Subcritical and supercritical nonlinear aeroelastic behavior of a morphing wing with bilinear hinge stiffness

Abstract A morphing wing with structural nonlinearities may encounter complex nonlinear oscillations during the in-flight morphing process. This paper investigates the nonlinear aeroelastic vibrations of a folding wing with bilinear stiffness in its hinge joints. The parameterized-fictitious-mode method is used to compute the nonlinear aeroelastic response of the morphing wing [as a subcritical or supercritical limit-cycle oscillation (LCO)] efficiently at different folding angles without having to perform repeated finite-element modeling.
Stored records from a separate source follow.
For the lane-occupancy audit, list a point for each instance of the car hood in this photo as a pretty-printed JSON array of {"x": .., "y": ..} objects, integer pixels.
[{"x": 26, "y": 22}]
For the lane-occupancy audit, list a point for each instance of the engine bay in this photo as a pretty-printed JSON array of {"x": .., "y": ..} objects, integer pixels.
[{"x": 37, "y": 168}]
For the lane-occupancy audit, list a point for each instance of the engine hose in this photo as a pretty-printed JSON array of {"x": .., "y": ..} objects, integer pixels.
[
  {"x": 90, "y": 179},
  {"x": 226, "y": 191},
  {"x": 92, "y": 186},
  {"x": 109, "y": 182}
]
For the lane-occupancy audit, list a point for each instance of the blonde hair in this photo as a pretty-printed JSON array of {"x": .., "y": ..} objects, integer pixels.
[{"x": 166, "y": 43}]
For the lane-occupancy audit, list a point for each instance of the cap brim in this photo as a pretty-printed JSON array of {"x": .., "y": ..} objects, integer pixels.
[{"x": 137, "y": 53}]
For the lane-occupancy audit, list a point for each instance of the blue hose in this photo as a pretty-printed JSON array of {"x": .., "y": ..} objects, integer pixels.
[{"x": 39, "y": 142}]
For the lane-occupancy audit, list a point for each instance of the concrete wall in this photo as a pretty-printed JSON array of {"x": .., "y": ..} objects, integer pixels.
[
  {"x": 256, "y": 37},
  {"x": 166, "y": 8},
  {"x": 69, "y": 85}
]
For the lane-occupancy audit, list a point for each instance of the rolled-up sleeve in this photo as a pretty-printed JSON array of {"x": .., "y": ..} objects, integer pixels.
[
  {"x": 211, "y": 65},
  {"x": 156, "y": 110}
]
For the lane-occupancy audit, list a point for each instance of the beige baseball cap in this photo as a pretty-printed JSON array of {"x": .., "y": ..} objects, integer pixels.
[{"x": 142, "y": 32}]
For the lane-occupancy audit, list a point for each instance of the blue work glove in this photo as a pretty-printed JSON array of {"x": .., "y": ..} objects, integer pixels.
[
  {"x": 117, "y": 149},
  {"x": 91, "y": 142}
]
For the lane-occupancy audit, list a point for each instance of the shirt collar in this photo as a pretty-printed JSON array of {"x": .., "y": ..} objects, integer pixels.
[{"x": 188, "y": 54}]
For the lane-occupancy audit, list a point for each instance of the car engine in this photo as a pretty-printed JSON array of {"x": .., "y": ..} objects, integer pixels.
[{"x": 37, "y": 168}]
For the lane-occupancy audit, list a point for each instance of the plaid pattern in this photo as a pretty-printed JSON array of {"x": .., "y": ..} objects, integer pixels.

A low-aspect-ratio morphing wing is selected as a test case to investigate the nonlinear oscillations, and how the hinge stiffness and folding angle affect the nonlinear aeroelastic behavior is also investigated efficiently. The numerical results show that the nonlinear aeroelastic behavior of the folding wing is very complex. For a folding wing with sufficiently strong nonlinearity, the flight region of nonlinear oscillations is above the flutter boundary, and benign LCOs occur at flow speeds higher than the flutter speed. As the hinge stiffness is decreased, the region moves downward and is eventually entirely below the flutter boundary, whereupon detrimental LCOs occur at flow speeds lower than the flutter speed.